Biemann "proposes a plausible model for the emergence of large-scale characteristics of language without assuming a grammar or semantics."  "A key notion is the strategy of following beaten tracks: Letters, words and sequences of words that have been generated before are more likely to be generated again in the future..."

4 responses so far

  • AK says:

    Several thoughts:

    I wonder if we could find the same distribution of specific meanings in the use of a word (e.g. the use of "awesome" in its current devalued meaning).

    I suspect these mechanisms don't stop working when somebody becomes an adult: we should thus expect a dynamic process of language change within a speech community as words become newly popular.

    I also suspect that both children and (especially) adults adopt a word more quickly when higher-status individuals are using it than low-status. It would be interesting to plot the dynamic of such changes in children in response to hearing the word peer-group use vs. adult use. (As well as different status within peer-group).

    This also has implications in the evolution of the current language paradigm in isolated speech communities, especially pre-agricultural and early agricultural. The differences might have important implications WRT the way languages evolve(d) before and after the adoption of agriculture.

    We should also consider the role of poetic (epic) formulas in priming word frequency in pre-literate societies. Many of these formulas (in e.g. Homeric epic) are drawn from obsolescent or neighboring language paradigms to meet metrical and rhyme requirements. They would provide any specific speech community with a large fund of potential new "fad words" while individual communities could evolve semi-independently in response to the local dynamic.

  • Torbjörn Larsson, OM says:

    A word of caution: many reported power law distributions are in fact not that but exponential (or can't be determined as of yet), according to papers of Cosma Shalizi et al where they test for different fits. (Now that there is a method for testing, the situation can be expected to rectify over time.)

    See for example here, or Shalizi's blog.

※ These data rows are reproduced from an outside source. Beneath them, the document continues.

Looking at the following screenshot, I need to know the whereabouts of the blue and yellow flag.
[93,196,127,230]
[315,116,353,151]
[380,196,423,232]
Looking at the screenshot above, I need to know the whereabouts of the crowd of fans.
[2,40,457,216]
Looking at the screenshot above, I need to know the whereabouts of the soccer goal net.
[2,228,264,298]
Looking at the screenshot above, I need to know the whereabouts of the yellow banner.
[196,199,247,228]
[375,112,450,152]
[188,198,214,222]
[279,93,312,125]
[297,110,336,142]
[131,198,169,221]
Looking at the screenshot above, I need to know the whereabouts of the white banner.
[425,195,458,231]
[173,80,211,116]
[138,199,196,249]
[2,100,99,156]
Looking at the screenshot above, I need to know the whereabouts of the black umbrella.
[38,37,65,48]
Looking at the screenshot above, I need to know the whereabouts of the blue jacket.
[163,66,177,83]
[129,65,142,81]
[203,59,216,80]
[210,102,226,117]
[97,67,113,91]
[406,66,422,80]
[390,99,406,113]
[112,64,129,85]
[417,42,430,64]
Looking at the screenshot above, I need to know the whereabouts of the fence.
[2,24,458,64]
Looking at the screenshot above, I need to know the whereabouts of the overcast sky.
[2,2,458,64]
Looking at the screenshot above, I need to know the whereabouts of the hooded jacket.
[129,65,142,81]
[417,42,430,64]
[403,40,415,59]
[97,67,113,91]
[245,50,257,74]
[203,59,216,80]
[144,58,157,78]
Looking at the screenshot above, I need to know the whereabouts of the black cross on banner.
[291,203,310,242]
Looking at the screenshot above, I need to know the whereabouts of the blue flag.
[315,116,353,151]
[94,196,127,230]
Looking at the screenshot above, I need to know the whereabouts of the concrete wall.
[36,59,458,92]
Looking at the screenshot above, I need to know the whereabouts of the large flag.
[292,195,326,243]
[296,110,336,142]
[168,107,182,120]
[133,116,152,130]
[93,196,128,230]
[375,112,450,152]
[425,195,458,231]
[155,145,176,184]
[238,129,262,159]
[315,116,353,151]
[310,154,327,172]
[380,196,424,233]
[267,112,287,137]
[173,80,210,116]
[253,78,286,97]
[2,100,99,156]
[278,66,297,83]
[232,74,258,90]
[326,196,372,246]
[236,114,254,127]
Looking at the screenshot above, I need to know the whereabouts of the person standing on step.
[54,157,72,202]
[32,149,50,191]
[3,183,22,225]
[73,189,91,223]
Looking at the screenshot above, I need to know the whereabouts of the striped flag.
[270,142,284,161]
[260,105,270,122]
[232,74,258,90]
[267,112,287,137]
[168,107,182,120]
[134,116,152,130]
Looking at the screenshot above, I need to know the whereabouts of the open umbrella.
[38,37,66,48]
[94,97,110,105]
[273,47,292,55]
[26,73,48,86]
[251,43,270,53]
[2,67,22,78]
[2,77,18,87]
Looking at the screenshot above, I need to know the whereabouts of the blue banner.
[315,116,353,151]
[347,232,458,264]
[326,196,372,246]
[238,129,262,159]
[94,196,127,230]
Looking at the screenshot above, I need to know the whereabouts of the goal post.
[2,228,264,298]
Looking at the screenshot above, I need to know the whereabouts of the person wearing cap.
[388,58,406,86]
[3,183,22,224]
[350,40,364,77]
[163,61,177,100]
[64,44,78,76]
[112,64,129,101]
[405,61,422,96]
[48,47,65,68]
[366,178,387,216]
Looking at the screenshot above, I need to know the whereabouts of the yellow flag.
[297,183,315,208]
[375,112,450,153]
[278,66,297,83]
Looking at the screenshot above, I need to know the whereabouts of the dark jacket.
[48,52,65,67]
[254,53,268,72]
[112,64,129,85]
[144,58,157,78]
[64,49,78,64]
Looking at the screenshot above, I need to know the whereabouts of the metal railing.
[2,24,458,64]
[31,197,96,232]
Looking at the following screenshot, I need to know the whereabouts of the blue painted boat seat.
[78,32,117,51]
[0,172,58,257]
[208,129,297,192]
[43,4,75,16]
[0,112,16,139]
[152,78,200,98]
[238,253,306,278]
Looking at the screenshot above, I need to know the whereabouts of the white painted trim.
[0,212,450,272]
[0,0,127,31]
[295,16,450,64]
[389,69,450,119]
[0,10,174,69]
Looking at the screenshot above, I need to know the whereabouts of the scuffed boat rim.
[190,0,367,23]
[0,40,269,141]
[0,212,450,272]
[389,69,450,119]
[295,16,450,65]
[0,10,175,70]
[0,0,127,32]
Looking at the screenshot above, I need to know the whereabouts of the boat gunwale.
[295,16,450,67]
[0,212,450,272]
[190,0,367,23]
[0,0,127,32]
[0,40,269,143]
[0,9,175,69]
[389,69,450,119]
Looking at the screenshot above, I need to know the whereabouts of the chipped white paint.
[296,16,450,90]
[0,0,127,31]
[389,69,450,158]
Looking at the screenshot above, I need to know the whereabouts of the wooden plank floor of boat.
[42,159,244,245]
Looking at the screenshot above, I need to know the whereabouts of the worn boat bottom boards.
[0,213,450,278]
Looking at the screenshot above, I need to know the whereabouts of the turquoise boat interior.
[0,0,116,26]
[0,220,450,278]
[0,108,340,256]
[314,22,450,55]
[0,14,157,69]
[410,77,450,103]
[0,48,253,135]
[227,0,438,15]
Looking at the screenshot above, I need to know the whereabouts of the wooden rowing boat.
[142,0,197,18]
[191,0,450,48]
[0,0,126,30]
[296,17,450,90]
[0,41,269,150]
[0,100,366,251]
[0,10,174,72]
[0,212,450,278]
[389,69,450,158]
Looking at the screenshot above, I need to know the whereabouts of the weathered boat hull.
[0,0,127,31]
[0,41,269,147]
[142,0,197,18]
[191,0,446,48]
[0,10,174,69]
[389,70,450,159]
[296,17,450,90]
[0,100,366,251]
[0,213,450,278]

    Though I suspect that in biological and social sciences power laws can be preferred, because simple predictive models like Simon's (say) seem to follow easily.

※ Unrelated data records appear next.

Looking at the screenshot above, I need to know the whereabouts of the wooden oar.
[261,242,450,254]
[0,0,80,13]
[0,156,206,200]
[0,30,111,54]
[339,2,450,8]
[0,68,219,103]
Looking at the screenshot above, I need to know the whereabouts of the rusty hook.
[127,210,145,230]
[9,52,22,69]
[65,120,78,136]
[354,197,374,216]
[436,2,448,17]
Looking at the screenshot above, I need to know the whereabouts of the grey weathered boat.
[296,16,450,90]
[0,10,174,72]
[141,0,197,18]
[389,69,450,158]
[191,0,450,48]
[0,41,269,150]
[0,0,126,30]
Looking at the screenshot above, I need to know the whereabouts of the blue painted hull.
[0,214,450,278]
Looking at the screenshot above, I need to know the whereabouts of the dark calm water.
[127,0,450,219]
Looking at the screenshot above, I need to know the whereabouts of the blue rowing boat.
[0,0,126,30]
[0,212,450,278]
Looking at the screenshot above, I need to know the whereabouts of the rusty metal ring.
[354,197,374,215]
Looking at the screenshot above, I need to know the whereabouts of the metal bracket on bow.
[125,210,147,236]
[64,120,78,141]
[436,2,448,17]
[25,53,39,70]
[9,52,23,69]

  • Torbjörn Larsson, OM says:

    My link didn't survive: http://arxiv.org/abs/0706.1062 .

  • William Idsardi says:

    Another word of caution, if I may. The other line of research missing from this summary is that of Benoit Mandelbrot (the source of Miller's approach). Mandelbrot has a lifetime of publications on power-law phenomena: see the Wikipedia entry for the Zipf-Mandelbrot law (http://en.wikipedia.org/wiki/Zipf–Mandelbrot_law), Mandelbrot's page at http://www.math.yale.edu/mandelbrot/, an extensive bibliography at http://www.nslij-genetics.org/wli/zipf/, see http://en.wikipedia.org/wiki/Pareto_distribution for a brief list of other phenomena that follow power-law distributions. Mandelbrot seeks a common explanation across these phenomena for power-law (heavy tailed) distributions. If that goal is the right one, then it seems unlikely that there will be a common cognitive psychology explanation for the phenomena (which include physical phenomena). Mandelbrot is also famous for his dire (and correct) predictions about financial arbitrage. The technical papers are in his _Fractals and Scaling in Finance_ (1997), a very readable account of the financial crisis and the danger of incorrect estimation from heavy-tailed distributions is _The Quants_ (2010). The financial crisis can be taken as a sobering warning on the use of the wrong distributions for statistical estimation. For example, in psychological experiments reaction times are often treated as being log-normally distributed (i.e. log(RT) ~ N(μ, σ)). However, in practice RT's often remain heavy-tailed even when log-transformed (see http://cogprints.org/6603/1/recin-psychrev.pdf for discussion and comparisons of models). The problem is that power-law distributions have infinite variance when 0 < α < 2, so regular statistical methods relying on finite variances will not work, and since they (obviously) underestimate the variance, they are anti-conservative with respect to the familiar Neyman-Pearson hypothesis tests.